I learned the hard way how Snapchat punishes procrastination: one morning, my partner Sam sent me a couple of questions about a pending deal; I quickly scanned them while out on the sidewalk across town; when I returned to the office and opened the app to compose a response, Sam’s chats had disappeared and I couldn’t remember what the questions were.

This moment is akin to distorting our usual responses to spoken vs written communication through UX design. Although we are texting “messages” on Snapchat, it feels like speaking.

Although we are texting “messages” on Snapchat, it feels like speaking. (Image Credit: ZiaulKareem)

The migration in the virtual realm is not necessary zero-sum. The exclusivity is more of the finite time each of us have, and how much of it we spend on communication. USV’s Fred Wilson also posits the trend towards social messengers. The migration happens when various vertical, whether use-cases were driven by design or habit formation.
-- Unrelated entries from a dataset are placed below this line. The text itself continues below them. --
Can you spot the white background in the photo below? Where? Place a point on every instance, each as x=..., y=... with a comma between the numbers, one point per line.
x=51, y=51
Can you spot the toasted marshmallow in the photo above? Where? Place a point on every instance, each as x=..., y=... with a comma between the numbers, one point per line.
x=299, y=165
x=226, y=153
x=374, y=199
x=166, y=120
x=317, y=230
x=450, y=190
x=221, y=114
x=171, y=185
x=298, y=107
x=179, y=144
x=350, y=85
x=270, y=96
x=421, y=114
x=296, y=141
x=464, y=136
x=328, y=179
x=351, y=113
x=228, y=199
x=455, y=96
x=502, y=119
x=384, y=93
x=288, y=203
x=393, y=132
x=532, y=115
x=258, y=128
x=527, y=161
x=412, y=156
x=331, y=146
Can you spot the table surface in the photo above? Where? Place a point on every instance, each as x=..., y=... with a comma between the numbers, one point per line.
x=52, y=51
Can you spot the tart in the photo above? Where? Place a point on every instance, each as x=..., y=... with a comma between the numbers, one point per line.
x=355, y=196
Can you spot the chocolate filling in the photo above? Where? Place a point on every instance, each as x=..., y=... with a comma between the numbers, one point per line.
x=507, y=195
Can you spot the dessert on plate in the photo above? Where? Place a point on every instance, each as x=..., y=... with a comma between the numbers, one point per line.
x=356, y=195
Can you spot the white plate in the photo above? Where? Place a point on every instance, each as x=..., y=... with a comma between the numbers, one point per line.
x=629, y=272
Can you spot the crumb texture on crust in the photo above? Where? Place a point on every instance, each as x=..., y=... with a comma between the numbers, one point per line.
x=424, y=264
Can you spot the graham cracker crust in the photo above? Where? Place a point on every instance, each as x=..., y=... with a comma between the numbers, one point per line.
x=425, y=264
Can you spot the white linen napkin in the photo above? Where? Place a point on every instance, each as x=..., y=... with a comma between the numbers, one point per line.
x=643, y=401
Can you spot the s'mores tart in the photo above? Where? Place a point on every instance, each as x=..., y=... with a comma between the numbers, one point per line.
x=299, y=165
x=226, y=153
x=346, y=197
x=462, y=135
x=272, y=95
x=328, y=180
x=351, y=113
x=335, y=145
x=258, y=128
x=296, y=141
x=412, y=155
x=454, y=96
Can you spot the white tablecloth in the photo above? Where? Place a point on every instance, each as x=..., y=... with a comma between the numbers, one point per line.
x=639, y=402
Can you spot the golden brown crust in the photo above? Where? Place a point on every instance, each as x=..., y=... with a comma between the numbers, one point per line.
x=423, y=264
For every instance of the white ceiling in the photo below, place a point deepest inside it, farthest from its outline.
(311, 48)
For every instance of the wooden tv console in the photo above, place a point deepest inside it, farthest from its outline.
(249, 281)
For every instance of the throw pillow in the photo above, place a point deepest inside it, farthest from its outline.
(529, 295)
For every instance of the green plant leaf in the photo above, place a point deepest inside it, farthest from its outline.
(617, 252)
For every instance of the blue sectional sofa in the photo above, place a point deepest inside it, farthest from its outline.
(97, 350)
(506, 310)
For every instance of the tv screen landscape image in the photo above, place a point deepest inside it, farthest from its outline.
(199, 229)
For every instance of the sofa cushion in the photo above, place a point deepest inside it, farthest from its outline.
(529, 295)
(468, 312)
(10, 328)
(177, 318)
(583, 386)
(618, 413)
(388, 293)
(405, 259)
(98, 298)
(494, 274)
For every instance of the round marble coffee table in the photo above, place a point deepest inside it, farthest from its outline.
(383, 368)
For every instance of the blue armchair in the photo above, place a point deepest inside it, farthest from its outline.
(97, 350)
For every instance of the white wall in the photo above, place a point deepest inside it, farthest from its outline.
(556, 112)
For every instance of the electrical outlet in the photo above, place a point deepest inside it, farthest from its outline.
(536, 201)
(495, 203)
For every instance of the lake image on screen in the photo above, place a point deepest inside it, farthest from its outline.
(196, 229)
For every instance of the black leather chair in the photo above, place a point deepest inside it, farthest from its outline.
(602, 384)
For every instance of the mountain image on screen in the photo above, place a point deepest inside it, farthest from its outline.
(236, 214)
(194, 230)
Dick Costolo said that Twitter’s recently introduced group private messaging was:

important because it’s both really valuable in many business situations, and also fun in context of social situations, to have private discourse about public conversation.

The twitter statement sums up: “Messaging is about bridging public and private.” Couple of friends and I, started the Trigger team where we want to introduce a new experience to our communication, where we can have conversations fluidly and be organised.